When a correction officer witnessed petitioner exiting a classroom and began to question him, petitioner became argumentative and ignored several direct orders to return to his cell. Petitioner then took an offensive stance and struck the officer in the chin, after which several officers physically restrained him while he continued to struggle despite numerous orders to stop resisting. As a result, petitioner was served with a misbehavior report charging him with assaulting staff, violent conduct, refusing a direct order, disturbing facility order and being out of place. Following a tier III disciplinary hearing, petitioner was found guilty of all charges except being out of place. That determination was affirmed on administrative appeal, after which petitioner commenced this CPLR article 78 proceeding.
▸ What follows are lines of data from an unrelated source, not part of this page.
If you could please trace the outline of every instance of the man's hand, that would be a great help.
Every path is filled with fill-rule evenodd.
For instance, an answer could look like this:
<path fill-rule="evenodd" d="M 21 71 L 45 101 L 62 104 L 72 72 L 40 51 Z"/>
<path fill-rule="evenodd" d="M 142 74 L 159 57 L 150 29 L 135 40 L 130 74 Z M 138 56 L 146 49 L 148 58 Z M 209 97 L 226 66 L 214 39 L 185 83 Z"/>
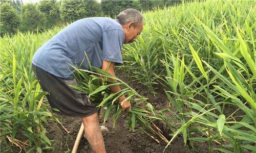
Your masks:
<path fill-rule="evenodd" d="M 123 109 L 123 112 L 126 110 L 131 110 L 132 109 L 132 106 L 129 101 L 123 101 L 121 103 L 119 102 L 119 104 Z"/>
<path fill-rule="evenodd" d="M 115 75 L 115 63 L 111 62 L 106 61 L 103 61 L 102 62 L 102 70 L 107 71 L 110 74 Z M 114 82 L 116 82 L 116 80 L 115 79 L 112 78 L 108 78 L 109 81 L 113 81 Z M 110 90 L 113 93 L 116 93 L 121 90 L 121 88 L 119 86 L 114 86 L 110 87 Z M 122 107 L 123 109 L 123 112 L 126 110 L 131 110 L 132 109 L 132 107 L 131 106 L 131 104 L 129 101 L 125 100 L 126 97 L 123 95 L 121 96 L 118 98 L 118 101 L 119 102 L 120 105 Z"/>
We confirm. The misbehavior report, testimony of the correction officer involved in the incident and supporting documentation provide substantial evidence to support the determination of guilt (see Matter of Williams v Fischer, 84 AD3d 1661, 1662 [2011], lv denied 17 NY3d 711 [2011]; Matter of Jackson v Prack, 84 AD3d 1660, 1660 [2011]). The testimony of petitioner and his inmate witnesses, who testified that the correction officer initiated the physical altercation with petitioner, presented a credibility question to be resolved by the Hearing Officer (see Matter of Watson v New York State Dept. of Correctional Servs., 82 AD3d 1435, 1435-1436 [2011]; Matter of Barton v New York State Dept. of Correctional Servs., 81 AD3d 1029, 1030 [2011]).
*1334Turning to petitioner’s procedural contentions, the record reveals that the required extensions were appropriately requested and granted (see Matter of Boggs v Martuscello, 84 AD3d 1625, 1626 [2011]; Matter of Tafari v Fischer, 82 AD3d 1430, 1430 [2011], lv denied 17 NY3d 702 [2011]). Similarly, our review demonstrates that the determination of guilt was the result of evidence presented at the hearing, rather than any alleged hearing officer bias (see Matter of Weems v Fischer, 82 AD3d 1454, 1456 [2011]; Matter of Mayo v Fischer, 82 AD3d 1421, 1422 [2011], lv denied 17 NY3d 702 [2011]).
Petitioner’s remaining contentions have been examined and found to be either unpreserved or without merit.
Mercure, J.E, Rose, Malone Jr., Stein and Garry, JJ., concur. Adjudged that the determination is confirmed, without costs, and petition dismissed.